La Croix met en avant des auteurs, des artistes, dont les œuvres conjuguent le plaisir esthétique et la recherche de sens.
Au premier abord, on pourrait entendre ce titre, Le Ghetto intérieur, comme une métaphore, une image qui veut parler à l’imagination.
Mais c’est une réalité concrète, existentielle, que Santiago Amigorena cherche (et parvient) à peindre. Vicente Rosenberg a quitté Varsovie en avril 1928, « comme on partait à l’époque, en pensant qu’il ferait fortune à l’étranger et qu’il reviendrait, qu’il reviendrait et qu’il reverrait sa mère, sa sœur, son frère… » Il se retrouve à Buenos-Aires.
Douze années passent. Il s’est marié avec Rosita, a eu des enfants, exerce son commerce, retrouve ses amis, Ariel et Sammy, dans les cafés.
Ce présent de mon passé
« Le 13 septembre 1940, à Buenos Aires, l’après-midi était pluvieuse et la guerre en Europe si loin qu’on pouvait se croire encore en temps de paix. » Ainsi commence le livre.
À partir de ce moment, un processus s’enclenche. Une correspondance bouleversante s’établit entre la narration intime de la vie de l’exilé et le processus calculé de destruction des Juifs d’Europe.
Les dates sont importantes, et l’auteur, à chaque tournant de son livre, les indique avec précision.
L’enfermement progressif dans le pire
Pour la famille de Vicente restée à Varsovie, plus de fuite possible. Les Allemands ont envahi la Pologne puis, très vite, ont érigé un mur « pour isoler les Juifs à Varsovie (…) Quatre cent mille personnes dans quelques pâtés de maisons. Quarante pour cent de la population de la ville dans quatre pour cent de sa superficie. »
Le roman va progresser au rythme tragique de l’existence de Vicente, dont la conscience peu à peu, date après date – l’industrialisation de la mort programmée des Juifs s’installant –, s’altère, est réduite au silence, à la déréliction, au désir de mort.
Des rares lettres désespérées qui lui parviennent de sa mère, Vicente ne peut retenir que sa propre impuissance.
Et aussi l’inamissible culpabilité qui le dévore, ne relevant assurément pas de l’anecdote psychologique.

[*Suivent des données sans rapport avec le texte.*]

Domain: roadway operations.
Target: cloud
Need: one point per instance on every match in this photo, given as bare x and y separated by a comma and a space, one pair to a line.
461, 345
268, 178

Si loin de ses terres d’origine, à l’abri, que signifie son identité juive ?
Ravissement du temps
La conscience de Vicente constitue l’espace du roman de Santiago Amigorena. Elle est comme une tragique horloge intérieure tournant sur un cadran universel.
L’écrivain, avec une admirable sobriété et avec justesse, décrit l’enfermement progressif de son personnage dans le pire. Ce pire dont le silence, de plus en plus noir et épais, est la seule traduction possible.
À la fin du livre, le 17 juin 1945, Rosita donne naissance à une petite fille, que Vicente veut nommer Victoire.
Comme un signe de vie et d’ironie au milieu des cendres, pour renaître des cendres…
Une vaste entreprise autobiographique
Ce livre, comme les neuf précédents (1) appartient au montage de la vaste entreprise autobiographique à laquelle Santiago Amigorena se consacre. Il en détaille brièvement la complexe structure dans une notice en italique en tête du volume.
Chaque livre s’insère dans ce projet. Deux seulement, et celui qui nous occupe, portent la mention « roman ». Il sera temps d’analyser le projet dans sa globalité lors de son achèvement – si le mot désigne une hypothèse crédible dans ce cas précis.
Dans l’épilogue du présent texte, Santiago Amigorena établit avec précision la généalogie des personnages.
Une généalogie qui est la sienne, celle de sa famille, et de ses grands-parents, Vicente et Rosita.
(1) Tous parus chez P.O.L, depuis le premier, en 1998, Une enfance laconique.